Another interesting point about the Islamic insurgency in Thailand is that one of its supporters is Jemaah Islamiyah, [6] just as in the Philippines. Jemaah Islamiyah is also responsible for the 2002 Bali bombings that targeted Western tourists in Indonesia. What is most remarkable about this Pan-Islamist organization is that its host country, Indonesia, refused to label it a terrorist group for many years, and did so only after an attack on its own territory. In October 2003, an Associated Press article entitled Terror Group Filling the Void[] noted:
… Indonesian President Megawati Sukarnoputri and other national leaders don’t publicly mention Jemaah Islamiyah by name in the country, which is home to more Muslims than any other nation, roughly 200 million.
And the government has not declared Jemaah Islamiyah a terrorist organization – making it impossible to prosecute membership in it as a crime – and has refused to shut down Islamic boarding schools associated with militants…
Perhaps what most startling is not that Indonesia shields Islamic terrorist groups, but that apologists for Islam hold up Indonesia as a progressive Islamic state. If Indonesia is progressive, it is only in comparison to nations like Somalia, Iran, and Saudi Arabia. The following article displays Indonesia’s true colors:
One in 10 Indonesians back suicide bombings
Reuters, MSNBC News, March 16, 2006
JAKARTA – Eleven percent of the people in Indonesia [more than 20 million]…believe suicide attacks against civilian targets are sometimes justifiable, a survey said on Thursday.
…
The survey also revealed that 8 percent [over 16 million] support masterminds of past suicide bombings, including Noordin M. Top, the most wanted terror suspect in Indonesia…
…
Anti-terror campaigns in Indonesia have faced hurdles, including perceptions the United States is out to attack Islam, as well as the ample space given to militant voices and their sympathizers in the Indonesian media.
Support for shariah
The survey also found that almost half the respondents [about 100 million] back stoning, as a punishment for adulterers, while support for other extreme elements of Islamic shariah was also significant…
REFERENCES FOR SECTION 7:
[1] Published by Office of the United Nations High Commissioner for Human Rights, Geneva, Switzerland, Copyright 1996-2000. Presented to the General Assembly on January 31, 2000. This report can be found at http://www.unhchr.ch/huridocda/huridoca.nsf/(Symbol)/A.54.726,+S.2000.59.En.
[2] At the time, there was high tension between Spain and both Cuba and the U.S. Cuba wanted independence, and the U.S. opposed European interference in the Americas. The explosion of the U.S.S. Maine was attributed to a mine in the harbor.
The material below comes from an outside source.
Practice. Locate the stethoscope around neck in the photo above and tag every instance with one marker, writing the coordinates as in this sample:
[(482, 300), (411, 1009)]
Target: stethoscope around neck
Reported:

Subsequent investigations have called this explanation into doubt, and suggest a mishap with the ship’s steam boiler.
[3] Sources:
1. Southern Philippines Question – The Challenge of Peace and Development, by Eliseo R. Mercado, Notre Dame Press, Cotabato City, 1999.
2. Decolonization and Filipino Muslim Identity, by Samuel K. Tan, Journals and Publications Division – University of the Philippines, Diliman, Quezon City, 1985.
3. Roots of Conflict. Muslims, Christians and the Mindanao Struggle, by Rosalita Tolibas-Nuñez, Asian Institute of Management Washington SyCip Policy Forum, Washington DC, 1997.
[4] The Evolution of Philippine Muslim insurgency, by Marco Garrido, Asia Times. March 6, 2003.
[5] Ex-hostage reunited with family, Contributors: Maria Ressa and Caroline Faraj, CNN, July 21, 2004.
[6] Thailand PM: Hambali was Plotting, Associated Press, CBS News, August 16, 2003. Note: Hambali, an Indonesian whose real name is Riduan Isamuddin, is the leader of Jemaah Islamiyah.
[7] Terror Group Filling the Void, Associated Press, CBS News, October 17, 2003.